The American Cancer Society projects that in 2015, an estimated 1,658,370 new cancer cases will emerge, and 589,430 people in the United States will die from the disease. According to the Tobacco Atlas, tobacco smoke contains 69 cancer-causing ingredients. The impact on non-smokers, including those with compromised respiratory conditions like asthma, can be significant.

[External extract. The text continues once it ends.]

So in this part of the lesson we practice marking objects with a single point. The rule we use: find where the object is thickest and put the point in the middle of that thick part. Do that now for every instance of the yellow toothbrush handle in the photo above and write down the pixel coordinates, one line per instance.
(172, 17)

To put some perspective on that, the task force looked at data from two reports, the Summex Health Management assessment of all UA employees's wellness (2007), and the National College Health Assessment, which looked at UAA student health (2009). By comparing the task force's own research along side numbers in both reports, Garcia said students with challenged respiratory conditions or cardiovascular disease are double the number of smokers on campus. For faculty and staff with those health complications, the numbers are triple those of smokers on campus.
Garcia said the implementation team knows that quitting tobacco is more than a matter of sheer willpower; an encouraging community-marked by tobacco-free space-can be vital. for individual success. To that end, UAA will make cessation resources widely available on campus.
Mapaye said the UAA effort was never an anti-smoker campaign. It has always been about moving the community to a healthier environment for everyone on campus.